As for Anna, the wife of Caiaphas, she sat silent, her head bowed upon her knees. Mary thought that perhaps she slept, and in her tender heart she hoped that this was so.
Every hour the chief jailer flashed the light of his torch into their prison. "Where now is he that delivereth?" he cried tauntingly. And again, "If angels visit thee during the night watches cry aloud, for I have sworn by my life to deliver thy bodies to judgment on the morrow." Being insensible--as indeed are most mortals to celestial sights and sounds--he did not perceive that the whole place was filled with the airs of heaven and with the rustling of angelic pinions.
At midnight the drowsy guards were awakened by a loud knocking upon the outer gate of the prison.
"Open!" cried a voice. "Open at once, in the name of the Sanhedrim." The governor of the prison looked out, and beholding by the light of the lantern that it was Caleb himself who knocked, he opened cautiously and admitted him.
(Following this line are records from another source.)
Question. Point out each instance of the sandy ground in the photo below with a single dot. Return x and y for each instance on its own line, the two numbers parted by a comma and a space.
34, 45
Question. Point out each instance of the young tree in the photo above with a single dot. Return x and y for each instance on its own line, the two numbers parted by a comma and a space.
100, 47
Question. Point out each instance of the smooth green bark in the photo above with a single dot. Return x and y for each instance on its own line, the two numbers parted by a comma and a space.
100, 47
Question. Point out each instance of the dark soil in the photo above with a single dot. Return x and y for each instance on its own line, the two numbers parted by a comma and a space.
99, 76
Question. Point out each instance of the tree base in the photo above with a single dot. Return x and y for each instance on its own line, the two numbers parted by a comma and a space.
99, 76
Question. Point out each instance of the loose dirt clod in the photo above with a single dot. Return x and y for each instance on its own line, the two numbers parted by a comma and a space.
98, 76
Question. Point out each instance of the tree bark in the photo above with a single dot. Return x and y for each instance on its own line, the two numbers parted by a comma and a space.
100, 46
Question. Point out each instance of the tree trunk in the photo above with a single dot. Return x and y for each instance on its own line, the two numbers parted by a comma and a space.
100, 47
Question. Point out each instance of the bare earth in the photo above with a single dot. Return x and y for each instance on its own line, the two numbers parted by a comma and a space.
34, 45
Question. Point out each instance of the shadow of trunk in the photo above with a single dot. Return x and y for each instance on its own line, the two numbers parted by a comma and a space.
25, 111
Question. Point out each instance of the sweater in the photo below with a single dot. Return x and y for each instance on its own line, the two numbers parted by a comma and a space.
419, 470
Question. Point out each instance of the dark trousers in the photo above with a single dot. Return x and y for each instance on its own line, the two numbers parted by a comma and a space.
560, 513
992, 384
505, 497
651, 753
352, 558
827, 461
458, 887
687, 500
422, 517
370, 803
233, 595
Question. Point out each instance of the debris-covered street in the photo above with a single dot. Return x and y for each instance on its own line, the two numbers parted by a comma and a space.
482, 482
"I have orders," said Caleb, "to speak a word in private with one of the women who are in ward here; this is the token of my authority," and he displayed before the eyes of the chief jailer the signet ring of Annas.
"But the Pharisee Saul--" began the jailer.
Caleb waved his hand impatiently. "Fetch the woman out to me and at once," he said.
"They are chained to the floor," grumbled the jailer, "and I will not fetch out any one of them, were it by the order of Herod himself. Go thou in."
So Caleb went into the prison, the jailer following close upon his heels. "Which is the woman called Anna?" he said. "I have here a message for her."
And when the daughter of Annas had been pointed out to him, he thrust into her hand a packet. "Use what is within to save the honor of thy house," he whispered. "It is sent thee in mercy by the hand of Annas." Then he turned swiftly and went out.